PTO makes genericness refusals for marks more likely
The U.S. Patent and Trademark Office (PTO) recently issued Examination Guide 1-22, “Clarification of Examination Evidentiary Standard for Marks Refused as Generic.” In it, the PTO clarifies its previous position on the evidentiary burden when a trademark examining attorney seeks to refuse to register a mark in the Principal or Supplemental Register because the mark is generic. The guide sets forth a standard that diverges from longstanding practice.
PTO refuses to go along
Earlier PTO examination guidance stated that an examining attorney must have “clear evidence” to establish an initial case of genericness, which an applicant could then attempt to rebut. This contrasts with the evidentiary standard applied when a party opposes or petitions to cancel a registration on genericness grounds in a cancellation proceeding before the Trademark Trial and Appeal Board. In those proceedings, a preponderance of the evidence standard applies: the challenger must show there’s a greater than 50% chance that its claim of genericness is true.
This discrepancy, the PTO says, created confusion over whether the evidentiary standard for a third party to remove a presumptively valid registered mark from the register was lower than the standard to prevent a mark from being registered to begin with. The new guidance clarifies that an examining attorney needn’t satisfy a higher evidentiary standard to support the position that a mark is generic. Rather, the examining attorney must have only sufficient evidence to support a “reasonable predicate” (that is, reasonable basis) for finding the mark generic.

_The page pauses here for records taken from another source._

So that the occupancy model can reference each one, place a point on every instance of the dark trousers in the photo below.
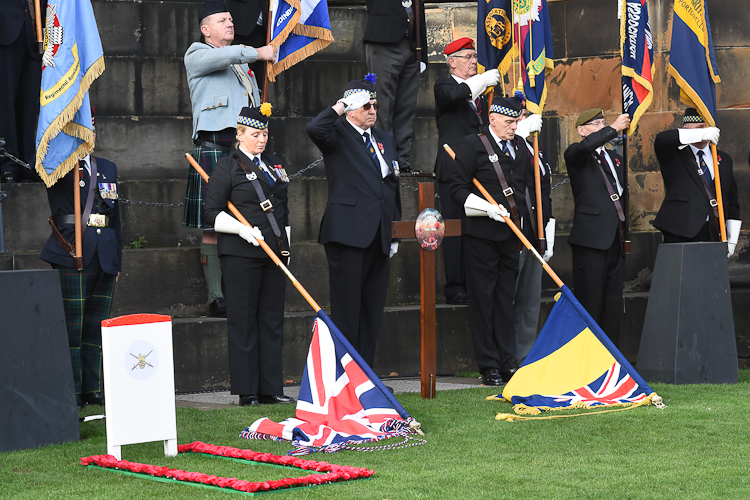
(597, 280)
(453, 256)
(20, 80)
(87, 301)
(254, 296)
(491, 270)
(397, 69)
(358, 280)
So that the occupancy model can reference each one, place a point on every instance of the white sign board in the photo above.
(139, 382)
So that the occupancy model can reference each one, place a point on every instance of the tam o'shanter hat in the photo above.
(589, 115)
(691, 116)
(460, 44)
(255, 117)
(508, 106)
(368, 84)
(211, 7)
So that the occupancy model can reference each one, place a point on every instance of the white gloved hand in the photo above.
(529, 125)
(227, 224)
(394, 249)
(549, 234)
(733, 234)
(251, 234)
(479, 83)
(356, 100)
(497, 212)
(694, 135)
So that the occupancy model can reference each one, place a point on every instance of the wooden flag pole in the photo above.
(719, 200)
(538, 190)
(515, 229)
(78, 257)
(263, 244)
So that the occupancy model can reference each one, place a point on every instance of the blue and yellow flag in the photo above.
(300, 29)
(531, 24)
(637, 51)
(691, 59)
(573, 364)
(73, 58)
(495, 49)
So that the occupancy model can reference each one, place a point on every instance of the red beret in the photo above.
(460, 44)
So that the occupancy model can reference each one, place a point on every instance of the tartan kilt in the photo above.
(196, 187)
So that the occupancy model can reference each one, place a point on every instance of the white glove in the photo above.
(529, 125)
(549, 234)
(497, 212)
(394, 249)
(693, 135)
(479, 83)
(355, 100)
(733, 234)
(251, 234)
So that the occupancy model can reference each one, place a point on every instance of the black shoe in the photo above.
(491, 376)
(275, 400)
(249, 400)
(507, 374)
(93, 398)
(218, 308)
(459, 299)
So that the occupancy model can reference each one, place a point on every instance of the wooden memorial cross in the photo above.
(406, 229)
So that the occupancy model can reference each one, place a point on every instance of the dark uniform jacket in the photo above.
(544, 181)
(387, 22)
(360, 200)
(686, 204)
(455, 120)
(473, 161)
(595, 220)
(106, 241)
(229, 183)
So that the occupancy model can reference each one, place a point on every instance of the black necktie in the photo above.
(257, 163)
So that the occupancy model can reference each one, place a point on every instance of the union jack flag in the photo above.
(341, 401)
(573, 364)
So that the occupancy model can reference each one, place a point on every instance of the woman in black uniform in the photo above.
(254, 286)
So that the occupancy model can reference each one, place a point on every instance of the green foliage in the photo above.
(698, 447)
(139, 243)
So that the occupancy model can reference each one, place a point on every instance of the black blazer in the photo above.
(15, 20)
(360, 200)
(595, 220)
(455, 120)
(106, 241)
(544, 181)
(473, 161)
(387, 22)
(686, 204)
(229, 183)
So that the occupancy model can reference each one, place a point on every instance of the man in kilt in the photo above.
(221, 84)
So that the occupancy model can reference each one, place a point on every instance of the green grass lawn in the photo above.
(698, 447)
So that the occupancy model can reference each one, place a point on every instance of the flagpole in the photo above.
(510, 223)
(538, 192)
(262, 243)
(719, 199)
(269, 64)
(77, 258)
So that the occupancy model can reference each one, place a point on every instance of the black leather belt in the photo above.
(106, 220)
(212, 145)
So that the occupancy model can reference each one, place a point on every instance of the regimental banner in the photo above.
(300, 29)
(637, 51)
(691, 60)
(531, 26)
(494, 35)
(73, 58)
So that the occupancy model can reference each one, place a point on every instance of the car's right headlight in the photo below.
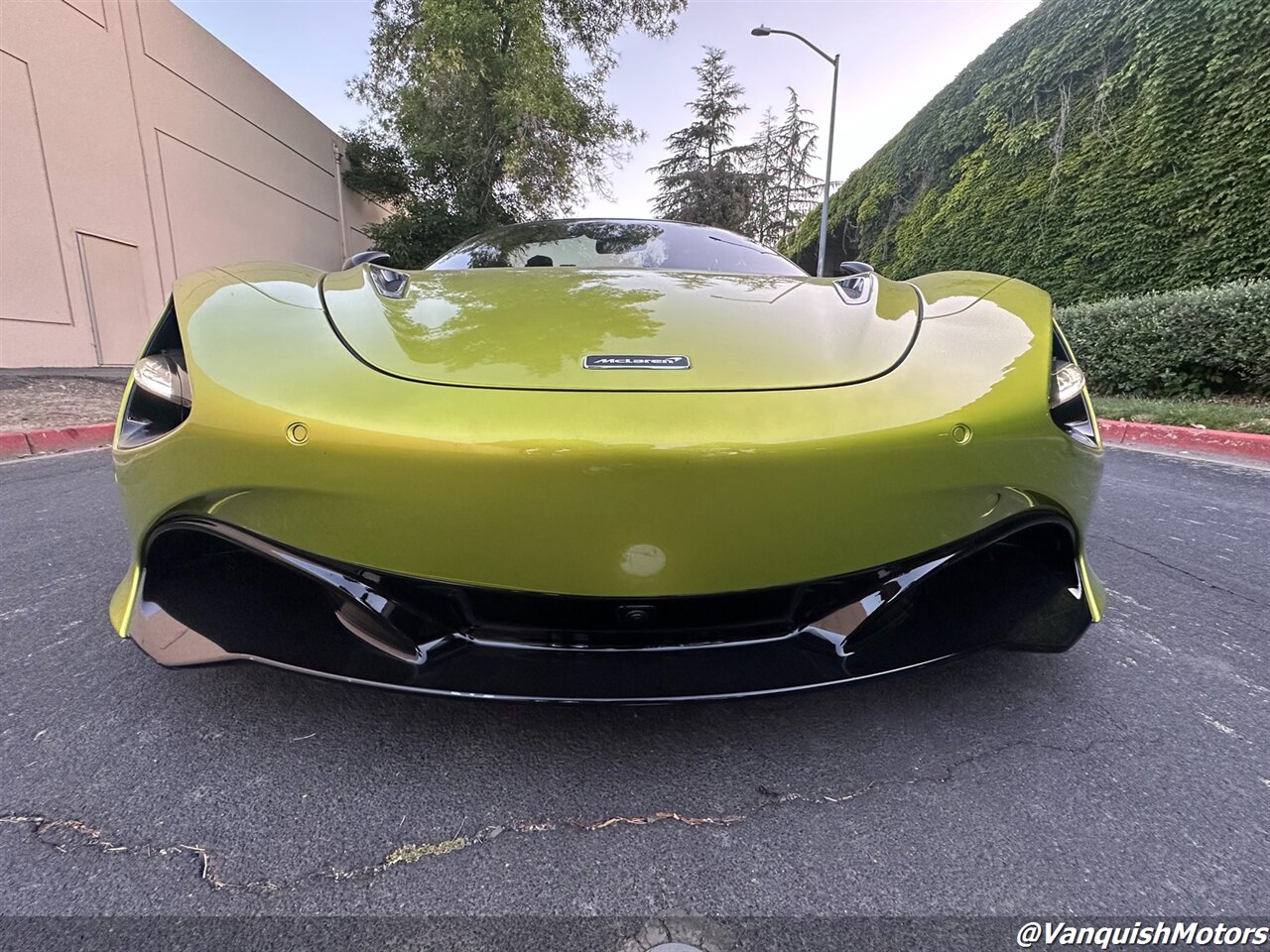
(160, 397)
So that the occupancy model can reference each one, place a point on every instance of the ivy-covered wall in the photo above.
(1098, 148)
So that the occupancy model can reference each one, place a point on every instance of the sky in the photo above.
(896, 56)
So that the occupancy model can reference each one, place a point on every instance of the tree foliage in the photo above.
(477, 116)
(1098, 148)
(781, 186)
(702, 179)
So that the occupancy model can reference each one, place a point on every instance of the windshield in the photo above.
(601, 243)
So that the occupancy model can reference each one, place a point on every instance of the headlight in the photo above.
(160, 397)
(1067, 404)
(1066, 382)
(164, 376)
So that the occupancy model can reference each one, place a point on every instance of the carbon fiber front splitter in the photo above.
(211, 592)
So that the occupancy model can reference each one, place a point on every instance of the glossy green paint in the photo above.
(604, 493)
(531, 327)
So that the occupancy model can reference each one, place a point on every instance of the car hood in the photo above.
(534, 329)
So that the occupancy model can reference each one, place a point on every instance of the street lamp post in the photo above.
(828, 160)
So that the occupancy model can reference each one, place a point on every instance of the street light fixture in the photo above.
(828, 162)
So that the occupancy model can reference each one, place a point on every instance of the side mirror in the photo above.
(367, 258)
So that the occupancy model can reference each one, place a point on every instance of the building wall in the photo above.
(136, 148)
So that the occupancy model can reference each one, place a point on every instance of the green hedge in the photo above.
(1198, 341)
(1097, 148)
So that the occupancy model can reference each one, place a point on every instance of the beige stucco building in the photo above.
(136, 148)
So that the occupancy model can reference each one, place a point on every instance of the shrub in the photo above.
(1179, 343)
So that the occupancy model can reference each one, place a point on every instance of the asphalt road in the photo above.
(1127, 777)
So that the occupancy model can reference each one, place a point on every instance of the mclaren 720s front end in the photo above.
(603, 460)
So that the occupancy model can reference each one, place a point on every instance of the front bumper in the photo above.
(209, 592)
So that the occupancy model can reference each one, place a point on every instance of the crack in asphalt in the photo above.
(1156, 558)
(66, 834)
(90, 838)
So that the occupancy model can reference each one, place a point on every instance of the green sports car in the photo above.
(603, 460)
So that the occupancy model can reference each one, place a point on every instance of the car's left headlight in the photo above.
(160, 397)
(1069, 407)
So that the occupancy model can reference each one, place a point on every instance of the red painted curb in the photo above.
(55, 440)
(13, 444)
(1248, 445)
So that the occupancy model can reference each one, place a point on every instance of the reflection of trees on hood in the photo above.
(497, 249)
(536, 322)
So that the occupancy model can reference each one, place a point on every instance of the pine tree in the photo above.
(766, 222)
(701, 179)
(795, 185)
(489, 111)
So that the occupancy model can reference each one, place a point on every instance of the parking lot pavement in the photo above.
(1129, 775)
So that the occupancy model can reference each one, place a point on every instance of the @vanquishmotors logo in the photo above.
(635, 362)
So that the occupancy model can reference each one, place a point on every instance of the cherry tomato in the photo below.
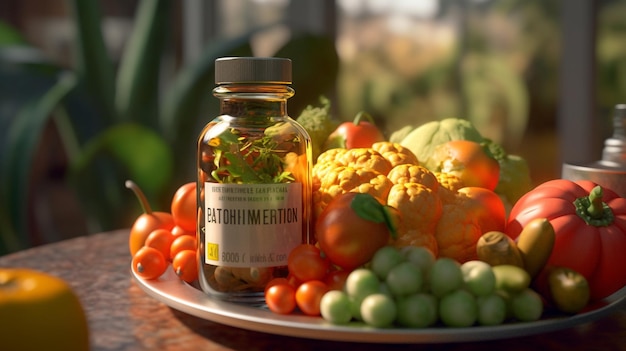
(489, 208)
(305, 262)
(161, 239)
(184, 206)
(346, 232)
(469, 161)
(149, 263)
(146, 222)
(183, 242)
(281, 298)
(185, 265)
(336, 280)
(308, 296)
(362, 132)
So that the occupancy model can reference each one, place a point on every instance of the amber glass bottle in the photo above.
(254, 180)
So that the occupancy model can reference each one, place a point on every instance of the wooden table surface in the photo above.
(123, 317)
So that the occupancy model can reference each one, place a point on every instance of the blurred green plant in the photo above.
(114, 119)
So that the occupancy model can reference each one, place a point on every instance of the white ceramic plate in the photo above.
(183, 297)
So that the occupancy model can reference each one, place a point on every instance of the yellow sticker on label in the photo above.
(213, 251)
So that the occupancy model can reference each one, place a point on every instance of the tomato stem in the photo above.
(363, 116)
(593, 210)
(145, 205)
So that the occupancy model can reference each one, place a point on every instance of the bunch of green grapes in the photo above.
(409, 287)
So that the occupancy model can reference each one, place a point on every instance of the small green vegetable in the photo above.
(318, 123)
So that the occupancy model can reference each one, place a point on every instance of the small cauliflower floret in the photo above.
(343, 179)
(458, 230)
(407, 173)
(395, 153)
(419, 207)
(449, 185)
(365, 158)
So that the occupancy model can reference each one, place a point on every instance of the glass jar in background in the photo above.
(254, 180)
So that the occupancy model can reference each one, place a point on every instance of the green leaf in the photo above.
(93, 63)
(138, 76)
(367, 207)
(19, 148)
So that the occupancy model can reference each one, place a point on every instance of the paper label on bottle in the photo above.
(251, 225)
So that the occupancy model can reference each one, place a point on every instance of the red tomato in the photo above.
(281, 298)
(589, 239)
(356, 134)
(308, 296)
(149, 263)
(489, 208)
(305, 262)
(345, 232)
(469, 161)
(184, 207)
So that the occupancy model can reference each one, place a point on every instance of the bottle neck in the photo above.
(253, 100)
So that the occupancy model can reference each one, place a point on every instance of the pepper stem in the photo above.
(592, 210)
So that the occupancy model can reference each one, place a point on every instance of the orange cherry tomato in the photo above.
(185, 265)
(362, 132)
(184, 207)
(469, 161)
(160, 239)
(183, 242)
(308, 296)
(306, 263)
(146, 222)
(149, 263)
(281, 298)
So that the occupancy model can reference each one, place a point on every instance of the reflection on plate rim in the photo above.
(173, 292)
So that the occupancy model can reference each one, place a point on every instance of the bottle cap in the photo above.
(253, 70)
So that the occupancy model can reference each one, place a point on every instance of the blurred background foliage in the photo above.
(111, 120)
(129, 105)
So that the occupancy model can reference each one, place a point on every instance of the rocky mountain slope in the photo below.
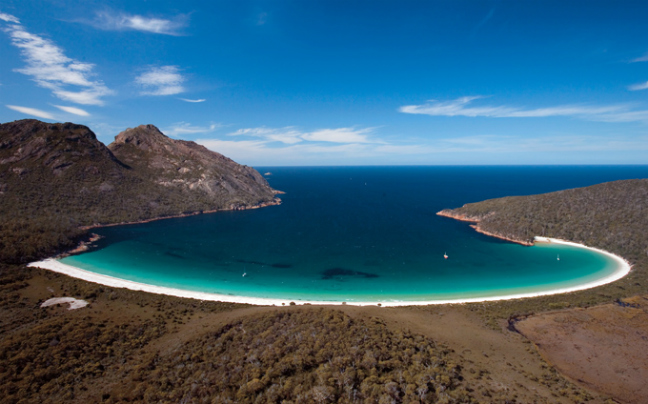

According to the PTO, the application of a “clear and convincing evidence” standard has no statutory basis. It explains that the term “clear” in earlier guidance was intended to convey the ordinary meaning of the term, not an evidentiary burden.
A clear and convincing evidence burden, the PTO says, is inconsistent with the preponderance of the evidence burden the U.S. Court of Appeals for the Federal Circuit requires to prove claims that a registered mark is generic in a cancellation proceeding. It’s also inconsistent with the reasonable predicate evidentiary standard the court has applied to other types of substantive refusals in examinations.
While the PTO has clarified its position on the proper evidentiary standard for examining attorneys’ genericness refusals, it remains to be seen how that position will affect future litigation over such refusals. Agency guidance doesn’t have the force of law, and courts could choose to continue to apply the clear evidence standard.